Add: Generic OpenMP pool

ashvardanian · ashvardanian · commit cce8be43fb83 · 2025-05-03T20:13:30.000Z
diff --git a/README.md b/README.md
@@ -9,7 +9,7 @@ This repository contains several educational examples showcasing the performance
 
 - Single-threaded but SIMD-accelerated code:
   - SSE, AVX, AVX-512 on x86.
-  - 🔜 NEON and SVE on Arm.
+  - NEON and SVE on Arm.
 - OpenMP `reduction` clause.
 - Thrust with its `thrust::reduce`.
 - CUB with its `cub::DeviceReduce::Sum`.
diff --git a/reduce_cpu.hpp b/reduce_cpu.hpp
@@ -10,7 +10,9 @@
 #include <numeric>   // `std::accumulate`, `std::reduce`
 #include <thread>    // `std::thread`
 
+#if defined(_OPENMP)
 #include <omp.h> // `omp_set_num_threads`
+#endif
 
 #if defined(__AVX2__) || defined(__AVX512F__)
 #include <immintrin.h> // x86 intrinsics
@@ -538,6 +540,8 @@ class sve_f32_t {
 
 #pragma region - Multicore
 
+#if defined(_OPENMP)
+
 /**
  *  @brief Computes the sum of a sequence of float values using @b OpenMP on-CPU
  *         for multi-core reductions acceleration.
@@ -563,6 +567,42 @@ class openmp_t {
     }
 };
 
+/**
+ *  @brief Computes the sum of a sequence of float values using @b OpenMP on-CPU
+ *         for multi-core parallelism, combined with the given @b SIMD vectorization.

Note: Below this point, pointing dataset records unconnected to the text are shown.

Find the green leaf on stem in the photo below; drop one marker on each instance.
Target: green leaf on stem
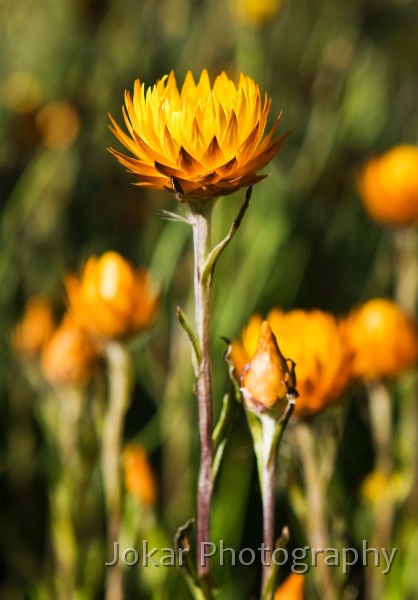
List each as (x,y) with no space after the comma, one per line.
(215,253)
(272,578)
(194,342)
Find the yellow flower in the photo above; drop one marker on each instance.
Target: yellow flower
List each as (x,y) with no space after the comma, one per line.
(389,186)
(201,141)
(377,486)
(111,299)
(382,340)
(266,380)
(291,588)
(36,327)
(139,478)
(256,12)
(71,356)
(312,340)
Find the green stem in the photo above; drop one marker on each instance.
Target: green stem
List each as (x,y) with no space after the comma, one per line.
(317,528)
(119,373)
(69,403)
(200,220)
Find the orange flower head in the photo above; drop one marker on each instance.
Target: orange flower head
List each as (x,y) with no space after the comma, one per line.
(382,340)
(111,299)
(389,186)
(291,588)
(265,382)
(312,340)
(71,357)
(256,12)
(35,328)
(139,477)
(199,142)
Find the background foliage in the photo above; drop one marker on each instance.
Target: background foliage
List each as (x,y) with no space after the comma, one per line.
(344,75)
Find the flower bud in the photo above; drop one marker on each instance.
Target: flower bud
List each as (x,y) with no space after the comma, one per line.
(291,588)
(139,478)
(265,382)
(111,300)
(70,357)
(389,186)
(36,327)
(382,340)
(312,340)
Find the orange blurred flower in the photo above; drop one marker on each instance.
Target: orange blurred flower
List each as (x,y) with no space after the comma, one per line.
(312,340)
(382,340)
(264,381)
(71,356)
(111,299)
(139,477)
(389,186)
(35,328)
(291,588)
(256,12)
(201,141)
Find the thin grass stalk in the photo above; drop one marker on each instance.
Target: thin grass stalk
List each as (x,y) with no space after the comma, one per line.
(317,527)
(119,373)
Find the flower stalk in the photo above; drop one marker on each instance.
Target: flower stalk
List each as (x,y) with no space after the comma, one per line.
(267,433)
(119,367)
(316,480)
(201,221)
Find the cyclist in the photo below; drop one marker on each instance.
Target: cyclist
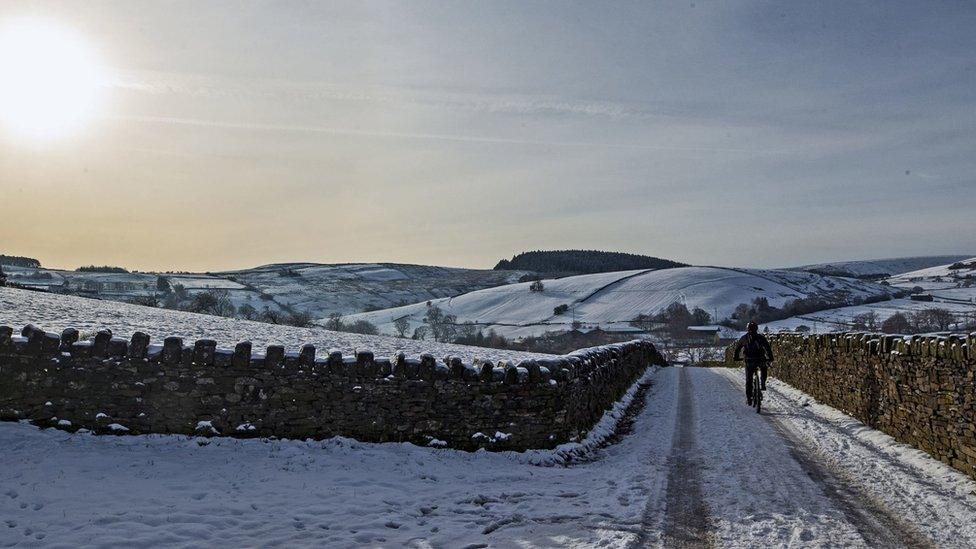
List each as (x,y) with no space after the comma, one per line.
(758,354)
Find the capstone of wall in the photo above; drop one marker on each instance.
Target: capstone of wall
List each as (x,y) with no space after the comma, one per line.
(918,389)
(118,386)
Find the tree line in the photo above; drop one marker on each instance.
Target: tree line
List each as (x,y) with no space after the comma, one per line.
(582,262)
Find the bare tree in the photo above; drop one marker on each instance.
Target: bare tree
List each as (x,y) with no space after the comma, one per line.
(401,325)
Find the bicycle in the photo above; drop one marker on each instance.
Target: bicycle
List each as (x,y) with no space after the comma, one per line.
(757,391)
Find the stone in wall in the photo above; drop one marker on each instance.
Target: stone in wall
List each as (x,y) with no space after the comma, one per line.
(117,386)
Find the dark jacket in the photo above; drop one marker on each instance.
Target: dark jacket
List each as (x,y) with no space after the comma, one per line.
(758,351)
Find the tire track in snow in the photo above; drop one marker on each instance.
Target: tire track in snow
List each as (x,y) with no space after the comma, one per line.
(877,524)
(687,522)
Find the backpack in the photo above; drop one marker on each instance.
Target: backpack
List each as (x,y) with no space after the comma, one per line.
(752,347)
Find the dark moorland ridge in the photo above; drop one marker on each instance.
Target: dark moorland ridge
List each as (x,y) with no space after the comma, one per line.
(19,261)
(582,262)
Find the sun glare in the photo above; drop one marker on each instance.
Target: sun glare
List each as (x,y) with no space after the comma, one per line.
(50,80)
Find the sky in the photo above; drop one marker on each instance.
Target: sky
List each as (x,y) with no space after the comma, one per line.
(235,134)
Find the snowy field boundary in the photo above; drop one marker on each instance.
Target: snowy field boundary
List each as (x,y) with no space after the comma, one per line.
(917,389)
(596,438)
(109,385)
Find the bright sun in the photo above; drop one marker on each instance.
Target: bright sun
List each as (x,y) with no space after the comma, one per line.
(50,80)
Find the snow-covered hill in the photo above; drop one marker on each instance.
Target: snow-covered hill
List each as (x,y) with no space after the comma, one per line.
(55,312)
(952,286)
(611,300)
(323,289)
(290,287)
(879,268)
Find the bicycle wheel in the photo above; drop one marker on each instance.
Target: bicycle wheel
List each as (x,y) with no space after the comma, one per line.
(757,394)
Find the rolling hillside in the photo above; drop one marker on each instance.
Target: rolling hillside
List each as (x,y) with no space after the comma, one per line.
(952,287)
(611,300)
(316,288)
(55,312)
(879,268)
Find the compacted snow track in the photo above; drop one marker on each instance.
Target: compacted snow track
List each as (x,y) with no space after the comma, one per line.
(696,467)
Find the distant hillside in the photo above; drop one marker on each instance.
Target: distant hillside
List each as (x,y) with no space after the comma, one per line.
(875,269)
(19,261)
(611,300)
(582,262)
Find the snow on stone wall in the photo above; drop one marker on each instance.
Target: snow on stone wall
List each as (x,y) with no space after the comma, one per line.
(118,386)
(918,389)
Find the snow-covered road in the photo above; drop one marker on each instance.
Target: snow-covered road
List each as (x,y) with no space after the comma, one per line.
(697,466)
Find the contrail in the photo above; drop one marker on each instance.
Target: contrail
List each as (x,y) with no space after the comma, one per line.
(253,126)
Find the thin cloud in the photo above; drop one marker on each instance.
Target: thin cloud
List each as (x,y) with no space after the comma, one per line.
(255,126)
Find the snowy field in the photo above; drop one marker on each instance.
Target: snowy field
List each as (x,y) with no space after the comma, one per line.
(881,268)
(316,288)
(952,289)
(55,312)
(76,490)
(833,320)
(611,300)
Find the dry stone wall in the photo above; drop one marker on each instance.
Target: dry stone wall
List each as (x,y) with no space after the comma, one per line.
(113,385)
(918,389)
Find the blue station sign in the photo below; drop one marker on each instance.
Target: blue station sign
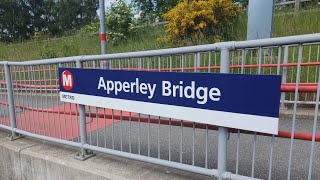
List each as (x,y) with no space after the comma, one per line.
(241,101)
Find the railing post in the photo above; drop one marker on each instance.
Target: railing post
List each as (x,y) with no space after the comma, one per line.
(84,154)
(284,75)
(12,113)
(223,132)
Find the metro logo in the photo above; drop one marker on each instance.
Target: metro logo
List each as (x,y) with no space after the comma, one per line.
(67,80)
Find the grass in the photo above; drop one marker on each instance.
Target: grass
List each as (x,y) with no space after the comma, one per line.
(285,24)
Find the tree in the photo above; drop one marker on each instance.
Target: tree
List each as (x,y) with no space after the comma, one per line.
(154,9)
(13,21)
(119,20)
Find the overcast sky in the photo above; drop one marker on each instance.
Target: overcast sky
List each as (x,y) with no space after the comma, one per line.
(108,2)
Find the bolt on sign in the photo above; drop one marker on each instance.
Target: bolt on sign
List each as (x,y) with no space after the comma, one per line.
(241,101)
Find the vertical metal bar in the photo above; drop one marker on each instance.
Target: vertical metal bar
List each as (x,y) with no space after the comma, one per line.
(139,134)
(296,98)
(103,37)
(149,135)
(193,141)
(104,128)
(206,158)
(223,132)
(270,161)
(243,58)
(315,121)
(129,132)
(12,114)
(112,129)
(253,153)
(169,139)
(279,60)
(83,127)
(121,136)
(238,152)
(181,141)
(259,60)
(159,137)
(284,74)
(97,125)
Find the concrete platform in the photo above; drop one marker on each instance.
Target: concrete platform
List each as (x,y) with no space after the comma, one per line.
(32,159)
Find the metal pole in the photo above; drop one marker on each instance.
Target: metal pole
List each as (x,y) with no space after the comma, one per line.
(223,132)
(296,6)
(83,128)
(12,113)
(284,75)
(103,36)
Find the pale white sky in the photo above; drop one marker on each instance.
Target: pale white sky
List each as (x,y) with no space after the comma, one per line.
(108,2)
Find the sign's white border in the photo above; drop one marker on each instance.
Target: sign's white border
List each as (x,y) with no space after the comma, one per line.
(226,119)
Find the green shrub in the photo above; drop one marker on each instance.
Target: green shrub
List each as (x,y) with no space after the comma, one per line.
(201,19)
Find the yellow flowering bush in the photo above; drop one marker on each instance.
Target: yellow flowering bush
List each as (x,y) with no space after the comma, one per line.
(198,19)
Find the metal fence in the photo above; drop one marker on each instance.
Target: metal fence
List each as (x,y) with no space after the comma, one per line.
(30,105)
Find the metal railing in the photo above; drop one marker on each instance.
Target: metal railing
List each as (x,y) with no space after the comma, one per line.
(30,105)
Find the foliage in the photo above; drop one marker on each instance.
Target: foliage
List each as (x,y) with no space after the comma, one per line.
(120,23)
(119,20)
(154,9)
(243,3)
(196,20)
(22,19)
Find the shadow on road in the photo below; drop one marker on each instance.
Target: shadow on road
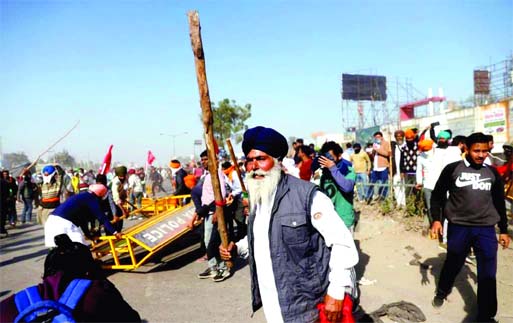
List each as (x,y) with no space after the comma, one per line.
(7,245)
(463,284)
(42,252)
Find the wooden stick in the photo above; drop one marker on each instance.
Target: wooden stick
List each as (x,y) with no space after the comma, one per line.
(47,149)
(208,121)
(234,161)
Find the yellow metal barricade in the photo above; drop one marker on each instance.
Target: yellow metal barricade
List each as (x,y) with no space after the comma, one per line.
(141,241)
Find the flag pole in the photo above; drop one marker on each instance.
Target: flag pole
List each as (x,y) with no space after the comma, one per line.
(208,121)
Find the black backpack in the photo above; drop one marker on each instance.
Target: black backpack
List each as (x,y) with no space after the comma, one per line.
(32,308)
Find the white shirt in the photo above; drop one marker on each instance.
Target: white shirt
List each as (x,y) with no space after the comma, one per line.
(135,183)
(344,255)
(234,184)
(376,158)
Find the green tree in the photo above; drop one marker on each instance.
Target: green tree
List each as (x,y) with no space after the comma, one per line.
(14,160)
(229,120)
(63,158)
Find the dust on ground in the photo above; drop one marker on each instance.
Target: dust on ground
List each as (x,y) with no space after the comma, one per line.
(398,262)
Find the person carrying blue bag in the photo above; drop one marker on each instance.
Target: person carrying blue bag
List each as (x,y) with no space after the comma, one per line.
(74,289)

+ *  @see   https://pages.tacc.utexas.edu/~eijkhout/pcse/html/omp-reduction.html
+ */
+template <typename serial_at = stl_accumulate_gt<float>>
+class openmp_gt {
+    float const *const begin_ = nullptr;
+    float const *const end_ = nullptr;
+    std::size_t const total_cores_ = 0;
+    std::vector<double> sums_;
+
+  public:
+    openmp_gt() = default;
+    openmp_gt(float const *b, float const *e) : begin_(b), end_(e), total_cores_(total_cores()), sums_(total_cores_) {
+        omp_set_dynamic(0);
+        omp_set_num_threads(total_cores_);
+    }
+
+    double operator()() {
+        auto const input_size = static_cast<std::size_t>(end_ - begin_);
+        auto const chunk_size = input_size / total_cores_;
+#pragma omp parallel
+        {
+            std::size_t const thread_id = static_cast<std::size_t>(omp_get_thread_num());
+            std::size_t const start = thread_id * chunk_size;
+            std::size_t const stop = std::min(start + chunk_size, input_size);
+            double local_sum = serial_at {begin_ + start, begin_ + stop}();
+            sums_[thread_id] = local_sum;
+        }
+        return std::accumulate(sums_.begin(), sums_.end(), 0.0);
+    }
+};
+
+#endif
+
 /**
  *  @brief Computes the sum of a sequence of float values using @b std::thread on-CPU
  *         multi-core reductions acceleration.